In Tumbledown, Robert Boswell (Mystery Ride; Century's Son) fleshes out a clinic full of colorfully off-plumb clients at Southern California's Onyx Springs Rehabilitation and Therapeutic Center. James Candler is their therapist, counselor and even friend, but he doesn't really have it together, either. One successfully rehabbed former client comments: "He was a man with demons who helped others by seeing himself in them."
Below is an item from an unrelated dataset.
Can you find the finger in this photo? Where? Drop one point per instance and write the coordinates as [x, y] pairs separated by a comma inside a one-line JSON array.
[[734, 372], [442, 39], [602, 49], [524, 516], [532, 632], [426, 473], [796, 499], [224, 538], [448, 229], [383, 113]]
A former counselor himself at a San Diego clinic, Boswell focuses on Candler and the reconciliation of his empathy for his clients with his own uncertainty and search for love and stability. However, Boswell's real gift is to bring Candler's damaged clients to life in ways that transcend their limitations. Take Mick Coury, a schizophrenic artist who knows his "meds made him like the blackened nub of an eraser on a pencil, while his mind without medication was like the pointed end... how could he compose with an eraser?" Or Alonso, "dumb as a sack of stupid... and couldn't think his way out of an elevator." Onyx Springs clients can function marginally in their own "outside" worlds, but the glue that holds them is the clinic's Goodwill-like work shelter and the compassionate Candler's attentive patience.
With a big heart and a perceptive eye for the layers of wisdom behind the surface kinks of madness, Boswell stands solidly in the literary tradition that brings us understanding through those who don't quite understand. --Bruce Jacobs, founding partner, Watermark Books & Cafe, Wichita, Kan.